In spite of this, Gitlin felt a strong pull toward his Jewish heritage, especially as it manifested itself in a fondness for the state of Israel.

In 2011, at a conference hosted by the magazine Dissent, he passionately described his ambivalence with the Jewish state.

When Gitlin was Growing Up,

“Israel was an emotion wrapped in an idea,” he explained. My default state of mind was one of relief, because I felt like I’d been dragged through a doorway to deliverance the moment I was born into the Jewish state.

He grew up singing Israel’s national song, “Hatikvah,” which he described as “much more vibrant and ecstatic” than America’s “The Star-Spangled Banner.” This experience left an impression on him, and he claimed he still feels a strong connection to Israel today.

When he heard that Egyptian soldiers had crossed the Suez Canal in 1973, he broke down in tears and went to a synagogue he had never visited before in San Francisco. “I knew intensely, painfully, that if the state of Israel was going to be annihilated, I wanted to accept the news among Jews,” he said.

When I heard the news that the United Nations General Assembly had passed the now-famous “Zionism equals racism” resolution, written in Orwellian duckspeak, in 1975 while driving in San Francisco, I swore aloud my revulsion that, in a world of nations, all of which are founded on mythic ideas with various downsides, one in particular should have been singled out for condemnation. Over my dead body!” I boasted, saying that Israel would not be destroyed.

When he heard that Israel was terrorising innocent Palestinians, his feelings of sympathy for Israel only deepened.

Israel is “A Nation to which, Like it or not,

I am fastened, where people I love and admire carry on an immensely, grievously difficult struggle for decency against tall odds,” she writes. “Today, the state of Israel feels to me like a personal trauma, a huge, heartbreaking disappointment, a world-historical opportunity forgone, a danger to the Jews, a burden.”

Gitlin spent the following decade straddling the fence between condemning and justifying Israel’s occupation in the West Bank. He supported a boycott of settlement goods in 2016, and he opposed a boycott of Israeli academics in 2014.
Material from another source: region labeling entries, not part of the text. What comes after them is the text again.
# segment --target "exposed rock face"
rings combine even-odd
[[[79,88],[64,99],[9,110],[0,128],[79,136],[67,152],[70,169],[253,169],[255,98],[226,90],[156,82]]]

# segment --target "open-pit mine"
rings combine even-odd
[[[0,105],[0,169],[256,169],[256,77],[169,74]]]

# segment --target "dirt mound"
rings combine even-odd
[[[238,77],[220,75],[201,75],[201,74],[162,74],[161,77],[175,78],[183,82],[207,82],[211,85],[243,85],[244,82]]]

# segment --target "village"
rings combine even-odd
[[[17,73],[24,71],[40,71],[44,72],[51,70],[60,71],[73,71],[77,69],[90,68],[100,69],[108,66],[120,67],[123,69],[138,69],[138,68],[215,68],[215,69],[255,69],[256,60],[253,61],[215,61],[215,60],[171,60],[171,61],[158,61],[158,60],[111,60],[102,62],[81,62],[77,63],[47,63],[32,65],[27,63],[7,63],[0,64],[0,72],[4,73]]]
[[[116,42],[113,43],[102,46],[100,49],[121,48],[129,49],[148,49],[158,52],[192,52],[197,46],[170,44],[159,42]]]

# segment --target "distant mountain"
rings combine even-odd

Gitlin was a sociable author, surrounding his readers with compassion even as he lashed out at what he saw as their logical flaws. Sally Rooney, a young Irish novelist who refuses to have her work published in Israel, was the target of his criticism in a November essay he wrote for The Forward.
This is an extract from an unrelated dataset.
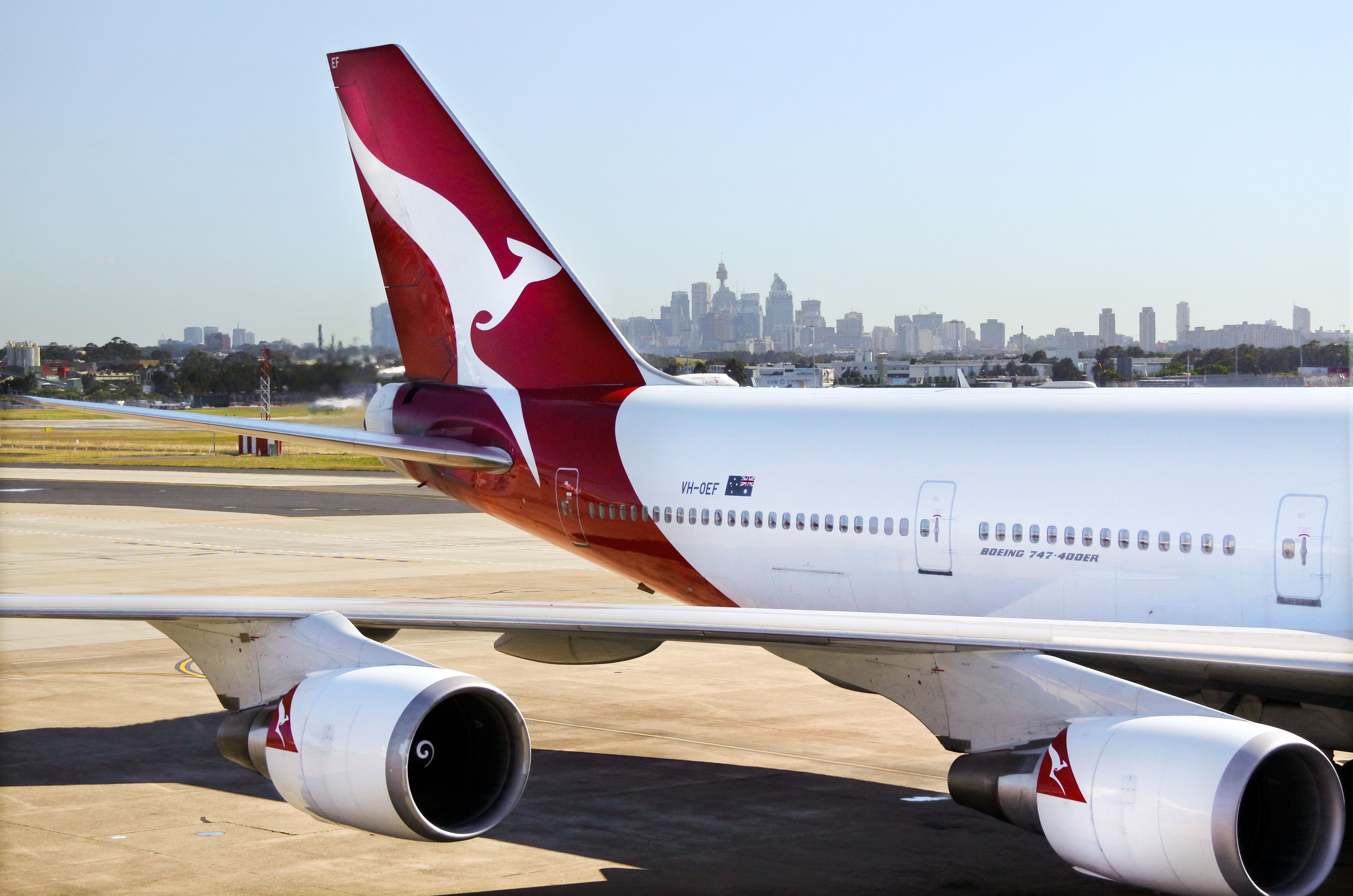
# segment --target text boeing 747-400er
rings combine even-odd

He began by expressing his astonishment at her conversation skills and her ability to bring to life what he called “the harms of class,” adding, “No contemporary writer has gotten under my skin as you have.”

He Explained That He was Shocked by Israel’s Behaviour but Could not back Her Boycott.

In his essay, he argued that “the freedom of literature is the enemy of the locked-up intellect.” To paraphrase, “your art is a great testament to the spirit that attempts to think its way out of imprisonment and gropes its way toward a more beautiful world.”

According to his companion Jo-Ann Mort, he was shocked to learn that Israel was being compared to South African Apartheid, as he had been a leader in the protests against that system in the 1960s.

During an interview, Mort said that the movement to boycott, divest from, and penalise Israel (BDS) was illogical because “there are two conflicting claims” to the land at issue in the Israeli-Palestinian conflict.

Mort, a communications consultant for many leftist parties and movements, wrote a Facebook post in respect to Gitlin, saying, “In my little world of left-wing Zionism, he was an important voice of tenacity and honesty.”

Mort remarked in the interview that those on the American left who have a strong connection to Israel will miss Gitlin terribly.

There aren’t many people with her “status as a public intellectual,” she remarked, so “the loss is real.”

Laurel Ann Cook, Gitlin’s third wife, his sister Judy Gitlin, and his three stepchildren all outlived him.